RestoreVAR: Visual Autoregressive Generation for All-in-One Image Restoration
Sudarshan Rajagopalan, Kartik Narayan, Vishal M. Patel
TL;DR
The paper addresses the slow inference of latent diffusion model–based AiOR methods by introducing RestoreVAR, a Visual Autoregressive Modeling (VAR) approach tailored for all-in-one restoration. By exploiting scale-space autoregression, RestoreVAR achieves competitive restoration quality while delivering over 10x faster inference than LDM-based methods, aided by cross-attention conditioning on degraded latents and a lightweight latent refiner coupled with VAE decoder fine-tuning. A key insight is that degradations concentrate in coarse VAR scales and scene details reside in fine scales, enabling efficient, semantically coherent restoration. Extensive experiments across haze, snow, rain, low-light, and blur demonstrate state-of-the-art performance among generative AiOR methods and strong generalization to real-world degradations, with ablations highlighting the importance of continuous latent conditioning and the refiner components.
Abstract
The use of latent diffusion models (LDMs) such as Stable Diffusion has significantly improved the perceptual quality of All-in-One image Restoration (AiOR) methods, while also enhancing their generalization capabilities. However, these LDM-based frameworks suffer from slow inference due to their iterative denoising process, rendering them impractical for time-sensitive applications. Visual autoregressive modeling (VAR), a recently introduced approach for image generation, performs scale-space autoregression and achieves comparable performance to that of state-of-the-art diffusion transformers with drastically reduced computational costs.

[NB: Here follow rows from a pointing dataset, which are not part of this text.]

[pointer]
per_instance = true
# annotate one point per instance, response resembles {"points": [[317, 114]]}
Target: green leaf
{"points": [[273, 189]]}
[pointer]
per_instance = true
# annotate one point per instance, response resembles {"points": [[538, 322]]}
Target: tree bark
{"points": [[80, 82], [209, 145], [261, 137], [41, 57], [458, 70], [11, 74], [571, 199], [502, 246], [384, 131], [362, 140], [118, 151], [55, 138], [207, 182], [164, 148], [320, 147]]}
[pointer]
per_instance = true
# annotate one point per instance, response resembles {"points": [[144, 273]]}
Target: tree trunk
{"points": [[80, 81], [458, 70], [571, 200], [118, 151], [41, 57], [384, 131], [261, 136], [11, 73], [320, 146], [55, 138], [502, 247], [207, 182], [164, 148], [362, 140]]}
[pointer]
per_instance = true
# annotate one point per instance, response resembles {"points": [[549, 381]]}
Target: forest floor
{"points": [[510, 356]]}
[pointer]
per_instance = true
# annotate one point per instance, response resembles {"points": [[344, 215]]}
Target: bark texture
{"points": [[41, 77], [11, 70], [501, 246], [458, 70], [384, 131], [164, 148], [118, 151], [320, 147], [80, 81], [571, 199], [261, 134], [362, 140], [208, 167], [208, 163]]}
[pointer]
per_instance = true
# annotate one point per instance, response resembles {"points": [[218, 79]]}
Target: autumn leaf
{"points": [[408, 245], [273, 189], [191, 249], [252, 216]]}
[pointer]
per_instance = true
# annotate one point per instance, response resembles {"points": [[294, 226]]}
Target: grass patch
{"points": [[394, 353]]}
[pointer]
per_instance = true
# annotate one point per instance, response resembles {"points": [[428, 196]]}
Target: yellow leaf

Moreover, our analysis reveals that coarse scales in VAR primarily capture degradations while finer scales encode scene detail, simplifying the restoration process. Motivated by this, we propose RestoreVAR, a novel VAR-based generative approach for AiOR that significantly outperforms LDM-based models in restoration performance while achieving over $10\times$ faster inference. To optimally exploit the advantages of VAR for AiOR, we propose architectural modifications and improvements, including intricately designed cross-attention mechanisms and a latent-space refinement module, tailored for the AiOR task. Extensive experiments show that RestoreVAR achieves state-of-the-art performance among generative AiOR methods, while also exhibiting strong generalization capabilities.